We have witnessed the wrath of war in the Lango and Acholi sub-regions, when the LRA rebels wreaked havoc, miming, murdering and destroying every form of a livelihood means to the people of these communities. Any thought of a repeat of such chaos is to prove Paul Collier right, that we are poor because we somehow find ourselves failing to address our differences in peaceful ways. 

His assertion that these insurgencies occur at around the 50 years mark is a scary one, especially knowing that Uganda has been stable for a while and now heading to this mark. 

For a country that aspires to lead on various fronts, to be a beacon of hope in a challenged continent, Uganda and Ugandans ought to work together, settle their differences respectfully and forge a path towards shared success and prosperity. 

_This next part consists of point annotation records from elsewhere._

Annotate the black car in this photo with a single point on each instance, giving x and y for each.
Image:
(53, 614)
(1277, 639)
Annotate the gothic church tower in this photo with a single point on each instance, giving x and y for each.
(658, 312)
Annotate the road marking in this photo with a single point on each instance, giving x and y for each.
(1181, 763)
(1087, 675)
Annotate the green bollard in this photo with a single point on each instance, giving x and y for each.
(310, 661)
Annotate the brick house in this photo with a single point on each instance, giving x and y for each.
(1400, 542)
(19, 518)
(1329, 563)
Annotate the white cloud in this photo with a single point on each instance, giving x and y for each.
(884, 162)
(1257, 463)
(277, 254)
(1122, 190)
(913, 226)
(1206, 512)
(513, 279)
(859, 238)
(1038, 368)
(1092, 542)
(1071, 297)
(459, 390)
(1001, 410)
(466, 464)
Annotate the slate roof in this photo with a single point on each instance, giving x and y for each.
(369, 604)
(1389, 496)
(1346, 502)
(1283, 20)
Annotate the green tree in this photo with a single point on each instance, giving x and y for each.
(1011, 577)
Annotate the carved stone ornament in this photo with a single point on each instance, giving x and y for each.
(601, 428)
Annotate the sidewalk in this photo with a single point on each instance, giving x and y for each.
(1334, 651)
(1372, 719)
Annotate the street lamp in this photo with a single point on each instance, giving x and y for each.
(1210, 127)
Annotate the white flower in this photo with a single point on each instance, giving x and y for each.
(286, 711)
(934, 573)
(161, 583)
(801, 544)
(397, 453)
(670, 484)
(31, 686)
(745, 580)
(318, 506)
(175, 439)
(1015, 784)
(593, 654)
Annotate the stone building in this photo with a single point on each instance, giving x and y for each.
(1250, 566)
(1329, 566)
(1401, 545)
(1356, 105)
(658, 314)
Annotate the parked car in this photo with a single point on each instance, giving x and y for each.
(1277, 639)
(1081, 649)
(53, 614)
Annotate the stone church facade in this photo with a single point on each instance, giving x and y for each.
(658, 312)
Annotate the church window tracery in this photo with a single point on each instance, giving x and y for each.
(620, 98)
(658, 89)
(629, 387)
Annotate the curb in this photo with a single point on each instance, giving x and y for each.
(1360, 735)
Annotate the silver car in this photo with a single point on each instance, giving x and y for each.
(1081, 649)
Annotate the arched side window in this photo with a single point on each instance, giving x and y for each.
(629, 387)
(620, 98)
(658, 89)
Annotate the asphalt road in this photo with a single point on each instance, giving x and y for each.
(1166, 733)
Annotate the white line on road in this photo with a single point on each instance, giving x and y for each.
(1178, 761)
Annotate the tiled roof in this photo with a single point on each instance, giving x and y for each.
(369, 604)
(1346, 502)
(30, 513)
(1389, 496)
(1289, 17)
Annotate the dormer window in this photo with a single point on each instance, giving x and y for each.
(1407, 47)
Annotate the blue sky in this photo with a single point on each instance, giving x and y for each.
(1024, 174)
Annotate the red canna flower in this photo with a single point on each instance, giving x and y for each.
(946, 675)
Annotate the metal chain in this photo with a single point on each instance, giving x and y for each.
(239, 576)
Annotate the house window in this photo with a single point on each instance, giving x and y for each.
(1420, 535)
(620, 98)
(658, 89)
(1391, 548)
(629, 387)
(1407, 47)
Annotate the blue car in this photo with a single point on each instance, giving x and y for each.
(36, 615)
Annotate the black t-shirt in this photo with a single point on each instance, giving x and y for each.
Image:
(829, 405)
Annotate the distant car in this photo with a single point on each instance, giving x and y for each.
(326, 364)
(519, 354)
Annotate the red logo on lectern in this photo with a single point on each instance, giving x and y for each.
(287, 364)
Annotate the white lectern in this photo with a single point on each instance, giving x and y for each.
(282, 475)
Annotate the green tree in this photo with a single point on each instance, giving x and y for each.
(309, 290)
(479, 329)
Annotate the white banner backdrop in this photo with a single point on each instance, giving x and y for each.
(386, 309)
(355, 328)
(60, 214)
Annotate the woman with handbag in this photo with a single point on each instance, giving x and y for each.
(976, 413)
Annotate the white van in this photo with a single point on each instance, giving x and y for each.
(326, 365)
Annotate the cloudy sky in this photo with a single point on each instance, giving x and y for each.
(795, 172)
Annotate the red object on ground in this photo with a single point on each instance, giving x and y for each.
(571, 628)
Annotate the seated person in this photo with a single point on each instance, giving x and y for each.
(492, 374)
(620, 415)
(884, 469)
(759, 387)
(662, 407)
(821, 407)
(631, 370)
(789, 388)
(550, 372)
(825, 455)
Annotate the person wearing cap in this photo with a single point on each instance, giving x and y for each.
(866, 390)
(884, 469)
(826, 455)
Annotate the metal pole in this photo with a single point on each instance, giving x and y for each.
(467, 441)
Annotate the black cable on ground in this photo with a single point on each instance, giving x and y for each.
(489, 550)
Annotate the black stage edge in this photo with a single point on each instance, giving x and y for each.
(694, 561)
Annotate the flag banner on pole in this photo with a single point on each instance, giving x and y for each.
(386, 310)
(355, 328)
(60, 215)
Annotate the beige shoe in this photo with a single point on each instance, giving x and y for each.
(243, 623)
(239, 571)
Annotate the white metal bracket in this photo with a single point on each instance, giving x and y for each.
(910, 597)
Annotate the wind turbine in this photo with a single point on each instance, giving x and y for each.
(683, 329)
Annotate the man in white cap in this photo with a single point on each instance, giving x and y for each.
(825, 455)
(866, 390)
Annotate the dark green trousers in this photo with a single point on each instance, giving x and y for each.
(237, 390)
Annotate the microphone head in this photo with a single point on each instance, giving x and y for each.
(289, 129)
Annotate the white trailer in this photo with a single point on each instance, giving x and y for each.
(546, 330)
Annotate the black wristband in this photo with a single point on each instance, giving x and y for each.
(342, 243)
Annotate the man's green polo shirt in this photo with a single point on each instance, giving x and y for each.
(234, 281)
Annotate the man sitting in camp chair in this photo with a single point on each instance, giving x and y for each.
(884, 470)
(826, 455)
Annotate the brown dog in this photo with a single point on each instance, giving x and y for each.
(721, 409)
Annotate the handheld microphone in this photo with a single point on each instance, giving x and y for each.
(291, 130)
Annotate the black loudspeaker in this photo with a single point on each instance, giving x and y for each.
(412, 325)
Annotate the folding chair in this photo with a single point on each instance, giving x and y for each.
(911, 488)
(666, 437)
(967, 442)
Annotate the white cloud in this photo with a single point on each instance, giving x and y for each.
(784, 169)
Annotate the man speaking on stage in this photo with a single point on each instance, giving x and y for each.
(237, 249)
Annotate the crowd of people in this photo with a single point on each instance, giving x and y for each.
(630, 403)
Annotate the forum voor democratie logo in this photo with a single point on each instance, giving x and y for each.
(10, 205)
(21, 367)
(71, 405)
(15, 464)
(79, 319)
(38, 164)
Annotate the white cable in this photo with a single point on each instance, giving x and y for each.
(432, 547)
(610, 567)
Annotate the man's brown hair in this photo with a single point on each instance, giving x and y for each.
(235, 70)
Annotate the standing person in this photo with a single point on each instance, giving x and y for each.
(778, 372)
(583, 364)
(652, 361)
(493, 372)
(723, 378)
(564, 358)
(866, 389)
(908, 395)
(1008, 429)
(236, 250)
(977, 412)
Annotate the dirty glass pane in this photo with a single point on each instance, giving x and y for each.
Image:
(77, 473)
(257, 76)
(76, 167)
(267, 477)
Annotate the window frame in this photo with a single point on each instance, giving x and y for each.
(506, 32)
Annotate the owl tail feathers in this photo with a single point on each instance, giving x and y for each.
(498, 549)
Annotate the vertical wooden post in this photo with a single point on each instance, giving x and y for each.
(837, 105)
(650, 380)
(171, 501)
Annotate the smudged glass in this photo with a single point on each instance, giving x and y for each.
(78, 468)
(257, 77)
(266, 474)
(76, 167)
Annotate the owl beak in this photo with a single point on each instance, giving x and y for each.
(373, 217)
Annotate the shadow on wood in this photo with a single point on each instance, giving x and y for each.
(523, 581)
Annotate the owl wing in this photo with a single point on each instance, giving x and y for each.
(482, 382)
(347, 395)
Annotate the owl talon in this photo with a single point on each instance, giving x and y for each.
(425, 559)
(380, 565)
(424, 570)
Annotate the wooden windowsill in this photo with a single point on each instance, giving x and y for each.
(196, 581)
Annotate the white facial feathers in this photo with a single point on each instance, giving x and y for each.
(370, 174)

I want to agree with the President who not so long ago, said African countries are too weak (by not working together and by presenting opportunity for others to interfere with their internal matters) and have endeared themselves to all those who may seek to destabilise these nations for various reasons.

 Yet, even with this perfect diagnosis, our actions and rhetoric during and post elections seem to be so “juicy” and attractive to our enemies, foreign and internal.

If we have a constitution and functional arms of government implementing this constitution, why do we still hear about day time kidnaps and disappearances of our people, especially being perpetuated by the very custodians of the law? 

If we have law breakers in our midst, why does it appear so complicated to formerly charge these groups or individuals and send them to prison to deny them opportunity to pollute the minds of ordinary Ugandans? Why does it seem that propaganda wars are now more attractive than doing the right things and having that explain our actions?

For the first time in history, let’s deny naysayers a chance to prove themselves right, that we are doomed to fail and it’s a matter of time before that happens. No more witch hunt or bloodshed. Let’s embrace peace and justice.